The τίς, any one, of 1 Corinthians 10:28 cannot, as Grotius thinks, denote the same person as the τίς of the foregoing verse, the heathen who invited the Christian. He would not be designated by an indefinite pronoun. It must therefore be one of the guests. Are we to suppose him, as has been thought by Chrysostom, de Wette, etc., a malicious heathen, who wishes by the remark to embarrass the Christian, or a serious heathen wishing to call his attention to the mistake he is about to commit without knowing it (Ewald)? But in these two cases the duty of the believer would have been, not to abstain, but, on the contrary, to partake of the meat while stating the motive of his conduct, and justifying his freedom from all scruple in regard to idols in which he does not believe; it was an excellent opportunity for expounding his faith. The person in question, therefore, is a sincere Christian, whose conscience is still hampered with scruples, and whom his strong brother is bound to treat with consideration. In this way, the following words: For his sake that showed it, and for conscience, are easily explained. The two motives refer to the same person, remaining, however, distinct. The first is directed against the influence which the example might exercise over the weak Christian, by leading him to eat against his conscience; the second, to the shock which his conscience will infallibly undergo on seeing the strong believer eat, even supposing he should resist the example which is set him. The repetition of the quotation from Psalms 24 at the end of 1 Corinthians 10:28, in the T. R., is evidently due to an interpolation. The only meaning which could be given to the words here would be this: “There is on the table plenty of other meats which thou mayest use.” But such a reflection is far from natural.
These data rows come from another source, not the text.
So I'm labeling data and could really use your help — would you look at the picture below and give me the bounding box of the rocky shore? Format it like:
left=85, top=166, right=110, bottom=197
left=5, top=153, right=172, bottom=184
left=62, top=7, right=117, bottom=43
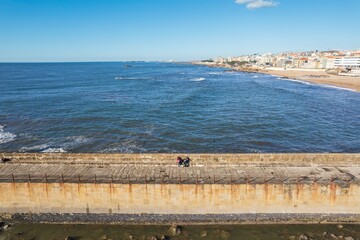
left=1, top=217, right=360, bottom=240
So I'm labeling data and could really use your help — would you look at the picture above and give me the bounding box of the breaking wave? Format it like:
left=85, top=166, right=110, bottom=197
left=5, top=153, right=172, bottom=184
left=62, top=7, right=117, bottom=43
left=41, top=148, right=67, bottom=153
left=0, top=125, right=16, bottom=144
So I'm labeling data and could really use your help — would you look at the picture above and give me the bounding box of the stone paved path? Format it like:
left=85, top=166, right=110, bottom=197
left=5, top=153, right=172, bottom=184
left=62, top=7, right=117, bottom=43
left=0, top=163, right=359, bottom=184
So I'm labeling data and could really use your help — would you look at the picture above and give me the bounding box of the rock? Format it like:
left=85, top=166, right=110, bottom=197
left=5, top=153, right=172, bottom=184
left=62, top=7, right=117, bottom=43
left=169, top=225, right=181, bottom=236
left=200, top=230, right=208, bottom=237
left=337, top=224, right=344, bottom=229
left=2, top=224, right=9, bottom=230
left=330, top=234, right=339, bottom=239
left=219, top=230, right=231, bottom=240
left=128, top=235, right=133, bottom=240
left=148, top=236, right=157, bottom=240
left=160, top=235, right=168, bottom=240
left=65, top=237, right=74, bottom=240
left=338, top=236, right=344, bottom=239
left=101, top=235, right=108, bottom=240
left=344, top=237, right=355, bottom=240
left=299, top=234, right=309, bottom=240
left=289, top=236, right=296, bottom=240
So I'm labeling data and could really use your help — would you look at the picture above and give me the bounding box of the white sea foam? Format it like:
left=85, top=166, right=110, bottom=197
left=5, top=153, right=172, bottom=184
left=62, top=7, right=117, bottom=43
left=65, top=135, right=89, bottom=145
left=251, top=75, right=259, bottom=78
left=276, top=77, right=313, bottom=86
left=101, top=139, right=146, bottom=153
left=318, top=84, right=357, bottom=92
left=0, top=125, right=16, bottom=144
left=191, top=77, right=206, bottom=81
left=20, top=144, right=50, bottom=152
left=41, top=148, right=66, bottom=153
left=276, top=77, right=356, bottom=92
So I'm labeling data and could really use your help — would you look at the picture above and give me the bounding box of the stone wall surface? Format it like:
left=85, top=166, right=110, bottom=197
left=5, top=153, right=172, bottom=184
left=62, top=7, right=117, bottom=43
left=1, top=182, right=360, bottom=214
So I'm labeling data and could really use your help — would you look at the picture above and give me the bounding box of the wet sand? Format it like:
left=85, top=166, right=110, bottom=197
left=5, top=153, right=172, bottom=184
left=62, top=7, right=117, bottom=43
left=256, top=68, right=360, bottom=92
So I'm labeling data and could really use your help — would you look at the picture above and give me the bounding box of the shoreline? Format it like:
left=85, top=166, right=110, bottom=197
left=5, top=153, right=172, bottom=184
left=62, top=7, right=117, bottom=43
left=193, top=62, right=360, bottom=92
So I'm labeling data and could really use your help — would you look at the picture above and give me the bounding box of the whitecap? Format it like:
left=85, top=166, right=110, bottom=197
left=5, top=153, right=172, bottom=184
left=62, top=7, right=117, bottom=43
left=191, top=77, right=206, bottom=81
left=41, top=148, right=67, bottom=153
left=0, top=125, right=16, bottom=144
left=251, top=76, right=259, bottom=78
left=207, top=72, right=222, bottom=75
left=115, top=76, right=153, bottom=80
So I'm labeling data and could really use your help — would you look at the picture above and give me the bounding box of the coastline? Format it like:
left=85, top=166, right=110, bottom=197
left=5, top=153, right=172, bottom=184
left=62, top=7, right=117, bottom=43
left=193, top=62, right=360, bottom=92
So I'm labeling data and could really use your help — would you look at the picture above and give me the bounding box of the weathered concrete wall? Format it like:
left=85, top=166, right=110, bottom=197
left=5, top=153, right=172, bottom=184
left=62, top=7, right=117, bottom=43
left=1, top=182, right=360, bottom=214
left=2, top=153, right=360, bottom=166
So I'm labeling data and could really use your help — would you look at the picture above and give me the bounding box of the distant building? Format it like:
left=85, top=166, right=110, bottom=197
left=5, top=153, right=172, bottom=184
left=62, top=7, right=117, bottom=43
left=334, top=57, right=360, bottom=69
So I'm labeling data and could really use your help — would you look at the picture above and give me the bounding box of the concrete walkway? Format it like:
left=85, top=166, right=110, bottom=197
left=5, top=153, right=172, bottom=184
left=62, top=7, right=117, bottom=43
left=1, top=162, right=359, bottom=185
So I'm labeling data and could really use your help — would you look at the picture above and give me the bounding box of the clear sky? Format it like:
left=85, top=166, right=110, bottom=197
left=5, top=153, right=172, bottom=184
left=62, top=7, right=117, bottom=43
left=1, top=0, right=359, bottom=62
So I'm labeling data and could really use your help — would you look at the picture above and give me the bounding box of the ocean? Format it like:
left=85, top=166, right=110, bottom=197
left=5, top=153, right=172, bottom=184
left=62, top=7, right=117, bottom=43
left=0, top=62, right=359, bottom=153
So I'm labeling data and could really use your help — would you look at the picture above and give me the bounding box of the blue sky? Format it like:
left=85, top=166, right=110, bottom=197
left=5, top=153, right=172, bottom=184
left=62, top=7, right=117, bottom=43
left=1, top=0, right=359, bottom=62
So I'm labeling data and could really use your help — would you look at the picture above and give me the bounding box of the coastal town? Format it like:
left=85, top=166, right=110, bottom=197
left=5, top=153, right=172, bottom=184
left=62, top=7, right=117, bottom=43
left=195, top=49, right=360, bottom=91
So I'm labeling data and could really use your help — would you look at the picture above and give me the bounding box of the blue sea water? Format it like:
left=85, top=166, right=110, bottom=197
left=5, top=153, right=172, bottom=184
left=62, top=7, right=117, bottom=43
left=0, top=62, right=359, bottom=153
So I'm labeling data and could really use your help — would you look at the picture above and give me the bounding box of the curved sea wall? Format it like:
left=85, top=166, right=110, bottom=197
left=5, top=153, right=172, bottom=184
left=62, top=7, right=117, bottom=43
left=1, top=153, right=360, bottom=223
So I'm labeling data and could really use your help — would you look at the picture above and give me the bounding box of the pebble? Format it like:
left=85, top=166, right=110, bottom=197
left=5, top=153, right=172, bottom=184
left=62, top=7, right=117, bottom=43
left=330, top=234, right=339, bottom=239
left=200, top=230, right=208, bottom=237
left=219, top=230, right=231, bottom=240
left=299, top=234, right=309, bottom=240
left=168, top=225, right=181, bottom=236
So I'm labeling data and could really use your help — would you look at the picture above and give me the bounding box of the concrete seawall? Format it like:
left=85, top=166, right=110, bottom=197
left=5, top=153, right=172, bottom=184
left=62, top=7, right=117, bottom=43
left=1, top=153, right=360, bottom=223
left=1, top=183, right=360, bottom=215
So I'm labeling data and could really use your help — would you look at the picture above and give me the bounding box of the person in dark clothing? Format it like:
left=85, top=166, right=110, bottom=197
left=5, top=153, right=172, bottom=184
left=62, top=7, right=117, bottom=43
left=184, top=157, right=191, bottom=167
left=176, top=156, right=183, bottom=167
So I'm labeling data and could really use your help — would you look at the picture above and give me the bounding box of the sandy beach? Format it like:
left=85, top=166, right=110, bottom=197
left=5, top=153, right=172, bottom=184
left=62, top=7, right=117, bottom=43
left=255, top=68, right=360, bottom=92
left=194, top=62, right=360, bottom=92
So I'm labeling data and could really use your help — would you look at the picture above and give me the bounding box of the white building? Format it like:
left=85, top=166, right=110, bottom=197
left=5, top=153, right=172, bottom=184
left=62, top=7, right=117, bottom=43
left=334, top=57, right=360, bottom=69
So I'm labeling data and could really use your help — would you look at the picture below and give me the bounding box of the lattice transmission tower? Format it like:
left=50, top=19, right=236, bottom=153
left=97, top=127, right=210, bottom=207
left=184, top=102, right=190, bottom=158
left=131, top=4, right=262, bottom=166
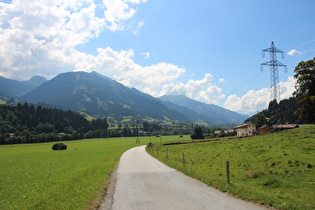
left=260, top=41, right=287, bottom=124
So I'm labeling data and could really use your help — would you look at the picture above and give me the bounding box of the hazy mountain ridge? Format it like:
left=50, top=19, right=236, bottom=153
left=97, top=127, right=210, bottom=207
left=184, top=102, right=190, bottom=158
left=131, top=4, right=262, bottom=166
left=21, top=71, right=188, bottom=121
left=0, top=75, right=47, bottom=98
left=160, top=95, right=248, bottom=124
left=1, top=71, right=247, bottom=124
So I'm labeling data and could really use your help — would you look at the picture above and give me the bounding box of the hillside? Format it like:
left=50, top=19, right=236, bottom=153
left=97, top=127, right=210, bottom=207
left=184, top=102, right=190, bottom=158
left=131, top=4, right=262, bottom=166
left=0, top=76, right=47, bottom=98
left=0, top=103, right=108, bottom=144
left=160, top=95, right=247, bottom=124
left=148, top=125, right=315, bottom=209
left=21, top=71, right=188, bottom=122
left=20, top=71, right=248, bottom=125
left=246, top=97, right=301, bottom=125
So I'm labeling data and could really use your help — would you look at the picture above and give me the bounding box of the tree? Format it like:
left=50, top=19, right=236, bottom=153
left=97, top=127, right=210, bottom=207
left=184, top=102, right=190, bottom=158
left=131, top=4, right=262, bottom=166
left=246, top=113, right=267, bottom=127
left=293, top=58, right=315, bottom=123
left=190, top=126, right=204, bottom=140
Vv. 29. The apostle expressly declares that such a sacrifice by no means implies that the strong believer renounces his conviction and right; his conscience remains independent of his brother's, though he voluntarily subordinates his conduct to the other's scruple.

The reason which the apostle gives for this conduct has been differently understood. Meyer and de Wette think that Paul means: “For on what ground should I subject your conscience to the judgment of your neighbour's? You preserve, therefore, so far as you are yourselves concerned, your entire liberty.” But the conjunction ἱνατί does not signify: For what reason, with what right? This compound conjunction, after which we must understand γένηται, literally signifies: that what good may come about? The meaning is therefore: “For what advantage can there be in my liberty being condemned...?” We have in the parallel discussion of Romans 14 a perfectly similar saying, which leaves no doubt as to the meaning of this. Paul there says, 1 Corinthians 10:16: “That your good be not evil spoken of (blasphemed)!” This good is the liberty of the strong, and Paul asks of them not to make such a use of it as will provoke the disapproving judgment of the weak. Here he asks, besides, what advantage such a judgment, imprudently provoked, can have; what edification it can afford either to the Christians present, or to the non-Christians, who become witnesses of the mutual contradictions between believers, and of the condemnations which they pass on one another. The question put in 1 Corinthians 10:29 is reproduced still more clearly in 1 Corinthians 10:30.